Aim: Lamivudine is effective in hepatitis B e antigen (HBeAg)-positive chronic hepatitis B, but the relapse rate after cessation of treatment is high. The evolution of viral genome may contribute to the viral replication under antiviral pressure of lamivudine. We therefore determined the evolution of hepatitis B virus (HBV) precore/basal core promoter and polymerase genes in HBeAg-positive chronic hepatitis B patient during lamivudine therapy.

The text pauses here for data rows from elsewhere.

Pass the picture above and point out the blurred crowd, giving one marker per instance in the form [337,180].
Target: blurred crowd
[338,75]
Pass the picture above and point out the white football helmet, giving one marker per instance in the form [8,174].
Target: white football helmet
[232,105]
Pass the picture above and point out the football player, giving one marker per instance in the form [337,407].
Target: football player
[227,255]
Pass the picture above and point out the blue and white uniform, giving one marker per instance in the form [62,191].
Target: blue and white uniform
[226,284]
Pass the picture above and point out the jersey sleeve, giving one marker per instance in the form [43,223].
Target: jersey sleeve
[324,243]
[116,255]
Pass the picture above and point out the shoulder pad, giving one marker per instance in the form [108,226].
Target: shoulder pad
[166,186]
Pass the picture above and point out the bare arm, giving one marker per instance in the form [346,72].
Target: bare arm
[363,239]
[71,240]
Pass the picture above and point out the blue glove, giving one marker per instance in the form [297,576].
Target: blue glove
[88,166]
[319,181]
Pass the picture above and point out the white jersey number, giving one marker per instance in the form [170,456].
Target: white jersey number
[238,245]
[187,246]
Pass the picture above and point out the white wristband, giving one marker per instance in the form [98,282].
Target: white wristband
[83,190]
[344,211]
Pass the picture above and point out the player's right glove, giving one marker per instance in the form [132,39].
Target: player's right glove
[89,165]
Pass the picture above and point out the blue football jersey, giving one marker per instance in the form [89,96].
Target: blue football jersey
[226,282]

Method: Thirteen patients with HBeAg-positive chronic hepatitis who had received short-term lamivudine therapy (mean, 30 weeks) during 1999-2001 were enrolled. The precore/basal core promoter region and polymerase gene were amplified and directly sequenced before, during and post lamivudine treatment.
Result: HBeAg loss or seroconversion occurred in 11, but eight relapsed after stopping therapy and five had reversion of HBeAg. Before treatment, basal core promoter mutation was found in 1. In the first 3 months of therapy, a rapid decline of serum HBV DNA level accompanied with basal core promoter mutation appeared in 11 of 13 patients (vs. before therapy; P=0.003). However, this mutant was replaced by wild-type virus in four of eight patients who relapsed after treatment. There was no significant change of precore sequences before and during therapy.
Conclusions: Lamivudine therapy may result in the rapid development of basal core promoter mutation of HBV, but this mutation may revert to wild type gradually after cessation of therapy.